As an alternative hypothesis, cancer stem cells might derive from progenitors that have de-differentiated into a stem-cell-like status. In the rodent and human adult brain, normal stem cells generating new neurons and glia are located in the SVZ and HC. However, the astroglial character of CNS stem cells ((Heins et al. 2002); for a review, see Gotz and Huttner 2005) and the finding that cells with neural stem cell characteristics can be obtained from progenitors located in non-neurogenic regions (Palmer et al. 1999; Kondo and Raff 2000; Nunes et al. 2003; Vroemen et al. 2003) imply that the pool of potential cellular targets for transformation events might not be restricted to stem cells of the classic neurogenic regions. Considering that, with the exception of ependymomas, most brain tumors are not located in the classic neurogenic regions, the latter idea might become even more relevant. Along the same lines, targeted deletion or over-expression of stem cell and cancer-related genes might induce brain tumors, even when the targeted cell is not a stem cell. For example, the deletion of Ink4a and Arf results in glioblastoma formation from astrocytes and enhances tumor incidence in neural progenitor cells (Uhrbom et al. 2002).
In summary, whether brain tumors arise for the stem cell pool, from progenitor cells, or from differentiated cells is presently unclear, although the cancer stem cell theory still has its limitations (Fan et al. 2007; Tysnes and Bjerkvig 2007).

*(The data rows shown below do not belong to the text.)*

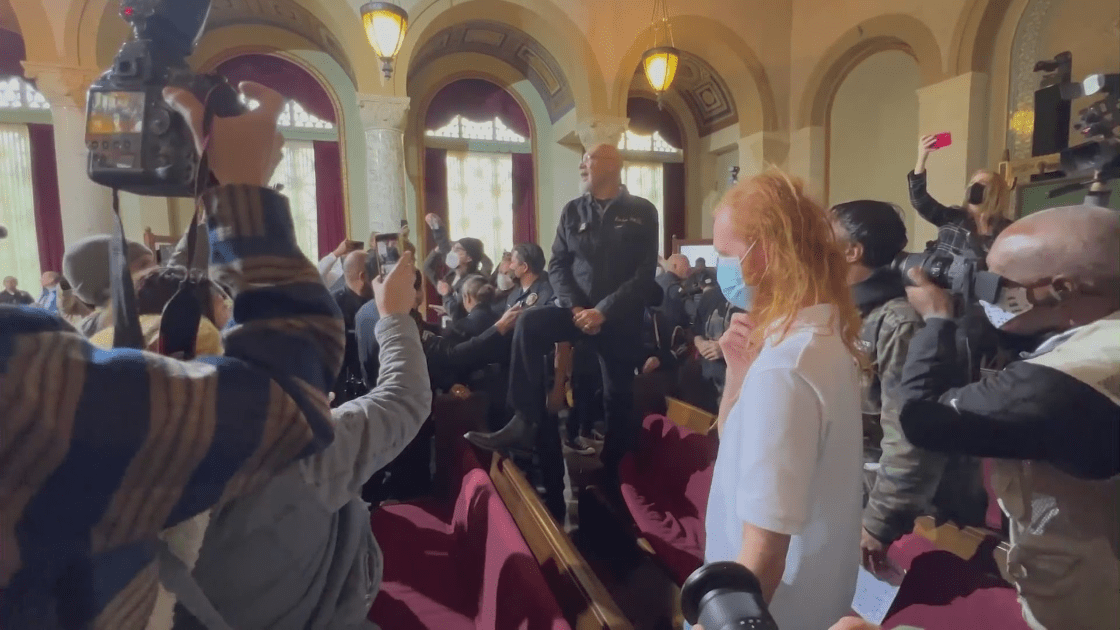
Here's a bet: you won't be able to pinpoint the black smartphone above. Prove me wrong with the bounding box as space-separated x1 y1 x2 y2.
373 233 401 278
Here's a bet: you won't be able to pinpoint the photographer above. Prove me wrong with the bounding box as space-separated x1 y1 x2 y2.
830 200 987 571
900 201 1120 630
423 214 493 322
183 253 431 630
906 136 1011 259
704 172 861 629
0 82 343 629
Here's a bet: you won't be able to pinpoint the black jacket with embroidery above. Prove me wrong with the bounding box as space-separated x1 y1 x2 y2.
549 187 661 322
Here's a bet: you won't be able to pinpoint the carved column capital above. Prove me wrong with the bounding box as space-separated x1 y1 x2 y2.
24 62 104 112
576 115 629 150
357 94 411 132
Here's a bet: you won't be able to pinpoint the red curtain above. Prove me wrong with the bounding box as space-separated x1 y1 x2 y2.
314 141 346 258
217 54 338 123
27 124 65 271
424 78 532 138
626 96 684 149
662 163 687 256
418 148 448 323
513 154 536 244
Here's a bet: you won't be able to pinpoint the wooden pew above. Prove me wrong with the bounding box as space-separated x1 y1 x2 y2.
489 453 633 630
665 396 718 435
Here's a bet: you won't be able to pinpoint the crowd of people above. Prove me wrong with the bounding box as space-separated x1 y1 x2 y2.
0 83 1120 630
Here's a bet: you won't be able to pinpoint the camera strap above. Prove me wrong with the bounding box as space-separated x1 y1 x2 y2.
109 188 143 350
158 90 214 361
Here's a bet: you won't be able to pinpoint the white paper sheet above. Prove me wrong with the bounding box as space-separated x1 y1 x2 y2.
851 566 903 623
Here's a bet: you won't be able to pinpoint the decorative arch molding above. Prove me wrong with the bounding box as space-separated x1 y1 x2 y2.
612 16 782 136
409 20 576 123
1007 0 1054 159
392 0 607 112
68 0 367 87
795 15 946 129
4 0 59 62
946 0 1016 76
627 50 739 137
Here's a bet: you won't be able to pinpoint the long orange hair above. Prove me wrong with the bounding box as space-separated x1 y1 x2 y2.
964 168 1011 237
717 169 867 368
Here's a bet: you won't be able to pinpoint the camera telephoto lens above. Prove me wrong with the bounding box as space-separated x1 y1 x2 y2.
681 562 778 630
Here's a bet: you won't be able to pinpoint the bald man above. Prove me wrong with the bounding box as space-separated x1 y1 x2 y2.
330 251 373 407
467 145 661 522
900 201 1120 630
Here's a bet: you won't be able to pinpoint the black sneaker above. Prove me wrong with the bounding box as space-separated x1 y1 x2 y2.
564 436 595 455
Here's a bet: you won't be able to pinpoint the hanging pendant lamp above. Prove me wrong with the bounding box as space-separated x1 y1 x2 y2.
642 0 681 108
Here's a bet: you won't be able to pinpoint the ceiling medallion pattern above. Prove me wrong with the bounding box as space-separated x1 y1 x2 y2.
634 50 739 137
409 20 576 122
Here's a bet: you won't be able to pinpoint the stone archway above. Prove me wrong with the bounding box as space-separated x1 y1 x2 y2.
794 15 945 129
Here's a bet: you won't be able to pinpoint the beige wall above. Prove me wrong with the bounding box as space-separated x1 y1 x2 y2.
10 0 1120 247
828 50 921 243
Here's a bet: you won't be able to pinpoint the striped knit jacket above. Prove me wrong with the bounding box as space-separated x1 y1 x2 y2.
0 186 343 630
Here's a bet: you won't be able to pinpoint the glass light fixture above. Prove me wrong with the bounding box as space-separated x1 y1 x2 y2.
362 2 409 80
642 0 681 108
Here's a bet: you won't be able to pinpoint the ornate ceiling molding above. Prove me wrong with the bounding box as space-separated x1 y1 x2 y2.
206 0 357 85
634 50 739 138
409 20 576 122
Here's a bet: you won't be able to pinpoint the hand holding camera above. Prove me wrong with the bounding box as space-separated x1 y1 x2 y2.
906 267 953 319
164 81 284 187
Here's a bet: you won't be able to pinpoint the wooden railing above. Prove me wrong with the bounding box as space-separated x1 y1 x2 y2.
489 454 633 630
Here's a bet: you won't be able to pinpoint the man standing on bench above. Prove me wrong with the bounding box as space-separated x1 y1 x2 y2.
466 145 661 524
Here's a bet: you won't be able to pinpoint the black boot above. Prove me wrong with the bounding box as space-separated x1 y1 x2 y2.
463 414 536 451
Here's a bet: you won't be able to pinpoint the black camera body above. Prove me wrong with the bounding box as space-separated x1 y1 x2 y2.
681 562 778 630
86 0 243 197
890 247 1002 304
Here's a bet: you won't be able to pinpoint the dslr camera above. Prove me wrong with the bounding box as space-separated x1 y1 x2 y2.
890 248 1002 304
86 0 243 197
681 562 778 630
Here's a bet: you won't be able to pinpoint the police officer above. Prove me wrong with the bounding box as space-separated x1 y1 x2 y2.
466 145 660 520
505 243 552 311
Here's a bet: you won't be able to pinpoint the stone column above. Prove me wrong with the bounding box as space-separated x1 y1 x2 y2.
24 62 115 243
576 115 629 151
354 94 416 239
790 127 829 199
918 72 998 248
739 131 790 182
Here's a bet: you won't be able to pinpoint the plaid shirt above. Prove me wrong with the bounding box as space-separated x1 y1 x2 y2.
0 186 343 630
906 170 1010 260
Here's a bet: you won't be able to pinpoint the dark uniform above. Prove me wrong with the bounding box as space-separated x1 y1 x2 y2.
0 289 35 306
510 187 660 513
851 269 988 545
330 286 370 407
423 225 481 322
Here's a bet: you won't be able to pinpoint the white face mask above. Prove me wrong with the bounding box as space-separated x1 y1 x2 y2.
980 287 1035 330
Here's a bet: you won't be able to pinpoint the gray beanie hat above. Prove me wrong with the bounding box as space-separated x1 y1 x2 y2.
63 234 152 306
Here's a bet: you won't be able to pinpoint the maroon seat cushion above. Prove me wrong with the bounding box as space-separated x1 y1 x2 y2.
883 550 1028 630
370 452 570 630
619 416 716 584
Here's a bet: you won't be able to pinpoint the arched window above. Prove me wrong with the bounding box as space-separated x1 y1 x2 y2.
0 76 52 289
618 99 684 251
226 54 346 260
424 80 536 262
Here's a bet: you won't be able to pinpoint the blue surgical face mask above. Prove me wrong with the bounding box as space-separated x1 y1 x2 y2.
716 241 757 311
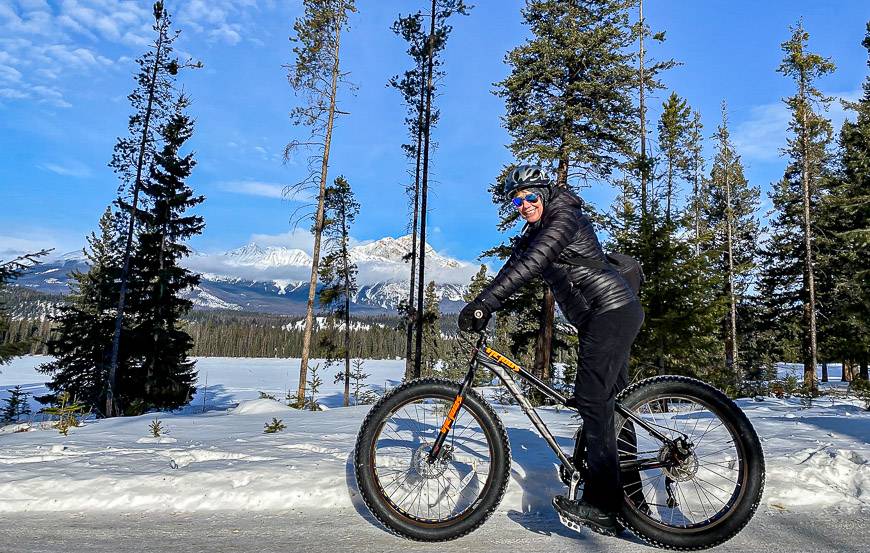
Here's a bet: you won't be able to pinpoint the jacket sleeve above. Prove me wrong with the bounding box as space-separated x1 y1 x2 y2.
479 206 580 309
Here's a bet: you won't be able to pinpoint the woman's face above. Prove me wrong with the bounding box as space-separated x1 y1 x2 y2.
514 190 544 223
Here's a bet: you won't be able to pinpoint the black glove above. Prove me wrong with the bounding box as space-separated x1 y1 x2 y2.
459 294 499 332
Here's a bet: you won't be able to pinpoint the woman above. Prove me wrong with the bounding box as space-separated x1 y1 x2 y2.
459 165 643 535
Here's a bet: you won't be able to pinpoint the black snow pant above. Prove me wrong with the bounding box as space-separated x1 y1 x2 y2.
574 301 643 512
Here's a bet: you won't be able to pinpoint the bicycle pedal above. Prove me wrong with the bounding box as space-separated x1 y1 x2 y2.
559 513 583 532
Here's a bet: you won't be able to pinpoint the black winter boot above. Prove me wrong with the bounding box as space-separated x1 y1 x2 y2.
553 495 625 536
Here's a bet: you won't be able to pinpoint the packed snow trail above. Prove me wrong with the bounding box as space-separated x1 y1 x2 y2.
0 357 870 553
0 509 870 553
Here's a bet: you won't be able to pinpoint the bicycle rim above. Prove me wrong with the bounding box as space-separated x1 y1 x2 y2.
617 394 748 532
370 397 493 526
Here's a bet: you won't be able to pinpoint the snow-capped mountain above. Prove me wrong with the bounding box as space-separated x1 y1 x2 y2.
11 235 476 315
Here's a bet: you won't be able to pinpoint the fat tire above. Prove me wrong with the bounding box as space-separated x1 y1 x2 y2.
354 378 511 542
616 376 765 551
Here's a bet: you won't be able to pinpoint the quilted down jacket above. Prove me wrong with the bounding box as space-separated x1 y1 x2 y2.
478 189 638 327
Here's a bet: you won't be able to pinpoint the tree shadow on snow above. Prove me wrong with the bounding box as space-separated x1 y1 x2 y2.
507 428 644 546
344 450 392 533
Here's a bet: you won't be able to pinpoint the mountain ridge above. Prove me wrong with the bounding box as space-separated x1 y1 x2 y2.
16 235 477 315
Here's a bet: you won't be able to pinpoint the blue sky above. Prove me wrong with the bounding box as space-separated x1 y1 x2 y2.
0 0 870 266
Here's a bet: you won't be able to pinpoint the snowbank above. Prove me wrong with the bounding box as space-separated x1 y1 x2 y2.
0 358 870 512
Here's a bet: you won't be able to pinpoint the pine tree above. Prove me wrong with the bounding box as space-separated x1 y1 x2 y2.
387 12 436 380
106 0 202 416
414 0 471 377
818 22 870 381
493 0 637 386
125 94 205 410
0 386 31 424
284 0 356 405
704 102 760 391
319 177 359 407
764 21 834 393
658 92 693 224
422 280 442 376
0 250 48 365
36 207 133 416
686 111 707 256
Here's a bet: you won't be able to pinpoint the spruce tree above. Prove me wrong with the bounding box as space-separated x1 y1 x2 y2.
105 0 202 416
319 177 359 407
493 0 637 386
422 280 442 376
387 12 443 380
658 92 693 224
0 385 31 424
686 111 707 256
818 22 870 381
36 207 133 416
125 94 205 413
704 102 760 391
764 21 834 393
284 0 356 405
414 0 471 376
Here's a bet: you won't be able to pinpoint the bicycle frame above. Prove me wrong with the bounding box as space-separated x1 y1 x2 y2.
429 333 673 497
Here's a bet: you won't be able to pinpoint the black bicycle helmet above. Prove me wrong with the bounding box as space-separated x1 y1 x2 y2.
502 165 553 199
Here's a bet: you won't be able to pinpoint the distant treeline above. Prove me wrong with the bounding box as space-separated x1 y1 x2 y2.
0 287 464 359
186 311 405 359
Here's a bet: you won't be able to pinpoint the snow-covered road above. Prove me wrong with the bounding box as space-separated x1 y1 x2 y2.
0 358 870 553
0 509 870 553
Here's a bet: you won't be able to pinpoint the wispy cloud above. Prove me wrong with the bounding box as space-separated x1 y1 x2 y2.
0 228 84 261
218 180 284 198
39 161 91 178
0 0 274 107
733 89 862 161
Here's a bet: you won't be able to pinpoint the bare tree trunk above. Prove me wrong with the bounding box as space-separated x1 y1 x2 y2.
665 159 674 225
296 25 341 409
800 76 818 393
341 206 350 407
533 288 556 390
414 0 435 378
722 157 743 388
692 146 701 257
106 17 167 417
405 59 426 380
638 0 647 220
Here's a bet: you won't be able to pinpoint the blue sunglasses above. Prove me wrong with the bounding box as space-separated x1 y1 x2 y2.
511 192 539 207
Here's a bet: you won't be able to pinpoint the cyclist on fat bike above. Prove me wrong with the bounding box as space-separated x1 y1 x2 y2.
459 165 644 534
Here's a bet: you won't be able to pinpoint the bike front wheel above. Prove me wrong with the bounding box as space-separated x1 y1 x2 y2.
616 376 764 550
354 378 510 541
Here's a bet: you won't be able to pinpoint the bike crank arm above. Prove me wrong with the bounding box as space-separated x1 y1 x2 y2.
616 403 688 445
426 361 477 463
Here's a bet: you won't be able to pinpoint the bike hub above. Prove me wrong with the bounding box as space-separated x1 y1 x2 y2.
659 438 698 482
412 444 453 479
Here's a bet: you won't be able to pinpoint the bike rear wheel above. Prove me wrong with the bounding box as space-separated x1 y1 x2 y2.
354 378 510 541
616 376 764 550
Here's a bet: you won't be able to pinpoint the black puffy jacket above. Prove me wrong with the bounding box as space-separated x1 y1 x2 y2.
478 189 637 326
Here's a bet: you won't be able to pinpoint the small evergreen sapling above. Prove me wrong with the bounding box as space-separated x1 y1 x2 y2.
849 378 870 411
303 363 323 411
263 417 287 434
0 386 30 423
148 417 166 438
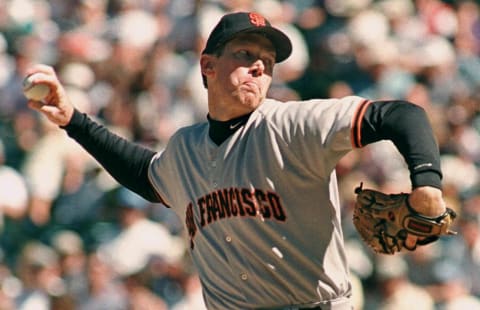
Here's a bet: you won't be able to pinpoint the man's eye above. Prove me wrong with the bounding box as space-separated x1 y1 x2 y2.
235 50 251 60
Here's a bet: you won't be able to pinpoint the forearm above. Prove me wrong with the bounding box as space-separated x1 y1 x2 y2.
361 101 442 189
62 110 161 202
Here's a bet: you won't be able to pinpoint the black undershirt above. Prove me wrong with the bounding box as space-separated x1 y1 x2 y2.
207 113 252 145
63 101 442 202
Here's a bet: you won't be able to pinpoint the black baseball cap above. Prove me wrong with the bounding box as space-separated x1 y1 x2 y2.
202 12 292 62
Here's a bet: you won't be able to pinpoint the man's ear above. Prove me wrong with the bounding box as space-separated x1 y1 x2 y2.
200 54 215 76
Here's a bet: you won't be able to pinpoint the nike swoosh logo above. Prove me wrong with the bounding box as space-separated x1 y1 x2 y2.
230 122 242 129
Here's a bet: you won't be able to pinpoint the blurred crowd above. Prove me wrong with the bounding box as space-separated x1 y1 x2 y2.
0 0 480 310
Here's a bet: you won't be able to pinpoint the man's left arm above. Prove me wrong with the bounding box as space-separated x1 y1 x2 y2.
355 100 446 217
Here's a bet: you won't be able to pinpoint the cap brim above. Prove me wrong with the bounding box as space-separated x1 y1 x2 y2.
244 27 292 62
202 27 292 63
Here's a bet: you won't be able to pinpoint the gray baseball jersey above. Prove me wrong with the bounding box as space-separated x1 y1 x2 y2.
149 96 368 309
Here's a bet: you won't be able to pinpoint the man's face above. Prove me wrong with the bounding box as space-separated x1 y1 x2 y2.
204 33 275 111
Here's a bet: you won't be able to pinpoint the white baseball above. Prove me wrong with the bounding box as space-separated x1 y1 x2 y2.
23 73 50 101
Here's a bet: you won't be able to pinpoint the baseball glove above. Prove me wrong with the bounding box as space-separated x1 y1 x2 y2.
353 184 456 254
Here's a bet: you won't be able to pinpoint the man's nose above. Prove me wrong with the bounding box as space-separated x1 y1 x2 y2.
250 59 265 77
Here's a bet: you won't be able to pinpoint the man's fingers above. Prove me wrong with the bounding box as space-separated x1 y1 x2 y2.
404 234 418 251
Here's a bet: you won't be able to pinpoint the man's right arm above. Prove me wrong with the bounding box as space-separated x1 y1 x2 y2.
62 110 162 202
27 64 162 202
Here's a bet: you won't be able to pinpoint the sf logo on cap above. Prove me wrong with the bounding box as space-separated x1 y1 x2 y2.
249 13 266 27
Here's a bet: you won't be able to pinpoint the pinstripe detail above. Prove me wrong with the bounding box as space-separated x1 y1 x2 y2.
351 100 372 148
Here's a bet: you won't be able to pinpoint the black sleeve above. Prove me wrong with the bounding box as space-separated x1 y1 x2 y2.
361 100 442 188
62 110 161 202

Differentiated cells might de- or trans-differentiate to generate cancer stem cells. Moreover, cell fusion, which has been demonstrated between microglia or bone-marrow-derived cells with pyramidal neurons or Purkinje cells (Alvarez-Dolado et al. 2003; Ackman et al. 2006) and/or horizontal gene transfer, which may occur in tissue repair processes, might also be involved in tumor initiation and progression (Tysnes and Bjerkvig 2007). An additional feature arguing against neural stem cells being the prime source of cancer stem cells is the possibility that some of the cells with stem-cell-like properties isolated from brain tumors are indeed non-transformed neural stem cells invading the tumor. This is supported by the finding that brain tumors are highly attractive for neural stem cells and that they induce the targeted migration of these cells toward the tumor (Aboody et al. 2000). However, as this study used the neural stem cell line C17.2, its relevance is not clear at present. Tropism of neural stem cells toward brain tumors still needs to be confirmed by using primary non-transformed neural stem cells. Nevertheless, the hypothesis that transformed neural stem cells provide the basis for brain-tumor development is highly intriguing and of enormous clinical relevance. It therefore needs further exploration.
Molecular and cellular mechanisms of brain-tumor initiation: de-regulation of self-renewal, asymmetric division, and chromosomal segregation with a role for TGF-beta?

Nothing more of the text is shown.